Clignement de l’œil, mensonge et neurosciences

EST-CE QUE LE MENSONGE A UNE INCIDENCE LE CLIGNEMENT DE L’ŒIL ?

Hormis le besoin de lubrification, le clignement de l’œil est directement lié à l’activité cérébrale.

Mensonge, Clingnement de l'oeil et neurosciences

Lorsque le stress s’accroit à l’intérieur de nous, l’émotivité s’emballe, la cadence cardiaque s’accélère et le clignement de l’œil s’accentue.

Lorsque nous sommes calmes, le clignement des paupières se situe autour de 10 à 15 battements par minute ; par contre, en situation de stress, il grimpe à 50. Concentrer devant un écran d’ordinateur, notre clignement de l’œil diminue à 7,5 par minute, créant une situation inconfortable qui assèche l’œil.

Lorsque le clignement de l’œil s’accélère, le cerveau analyse l’information plus rapidement. C’est le cas lors d’un tête-à-tête amoureux où le cœur s’emballe, comme lors d’une menace imminente. Ainsi, la vitesse de nictation est directement liée au degré d’intensité de l’émotion ressentie.
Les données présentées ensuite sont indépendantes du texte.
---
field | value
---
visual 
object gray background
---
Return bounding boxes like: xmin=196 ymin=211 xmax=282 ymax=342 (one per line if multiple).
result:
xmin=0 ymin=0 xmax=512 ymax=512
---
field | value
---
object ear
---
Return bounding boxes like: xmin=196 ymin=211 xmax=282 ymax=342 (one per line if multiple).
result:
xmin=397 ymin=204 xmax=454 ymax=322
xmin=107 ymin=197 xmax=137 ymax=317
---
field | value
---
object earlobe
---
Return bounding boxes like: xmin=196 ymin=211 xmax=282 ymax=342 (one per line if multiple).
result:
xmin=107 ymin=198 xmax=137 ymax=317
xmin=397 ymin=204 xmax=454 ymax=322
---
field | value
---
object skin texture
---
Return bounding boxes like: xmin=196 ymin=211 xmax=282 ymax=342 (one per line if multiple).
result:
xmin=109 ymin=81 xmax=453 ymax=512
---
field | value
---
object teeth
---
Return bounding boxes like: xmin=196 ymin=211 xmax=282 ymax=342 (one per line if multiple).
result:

Selon les recherches publiées le 29 juillet 2009, *Tamami Nakano a démontré que cligner des yeux était un signal envoyé au cerveau pour couper momentanément le flot d’informations visuelles et traiter la quantité énorme d’information. Même que le cerveau coupe le flot d’information de 50 ms avant l’amorce du clignement de l’œil diminuant ainsi la quantité d’information en provenance du nerf optique. Cette étude estime qu’à chaque battement de paupière nous élaguons au total près de 400 ms d’information. À 15 battements par minute, cela correspond à 6 secondes où nous sommes complètement aveugles. *(Tamami Nakano, Yoshiharu Yamamoto, Keiichi Kitajo, Toshimitsu Takahashi, Shigeru Kitazawa)

Le cerveau traite l’information visuelle de manière saccader avec des temps d’arrêt entre les blocs d’information. La nictation des yeux s’accélère lorsqu’il y a une excitation sensorielle, mentale ou physique. Avec un plus grand nombre de fermetures par minute, l’information visuelle est segmentée et archivée plus rapidement.

Cependant, mentir demande un effort cognitif considérable pour inhiber les réactions du corps, limiter les réactions oculaires, forger une histoire crédible et s’assurer de l’adhésion du vis-à-vis aux propos mensongers. Pour se faire, intensément concentrer, la personne va restreindre l’ensemble de la gestuelle incluant la diminution du clignement de l’œil.

Dans le cas d’une personne qui ment délibérément, cette diminution importante de la nictation persistera jusqu’à la fin de son histoire fabriquée, puis le clignement s’activera à nouveau à la suite du lâcher-prise mental, mais surtout du besoin de lubrification de l’œil.

À noter, celui qui détient le record mondial pour avoir un regard fixe à cligner des yeux seulement au bout de 57 min. 24 sec. (C’est un marin chinois selon le South China Morning Post, qui a publié l’article le 25 aout 2015)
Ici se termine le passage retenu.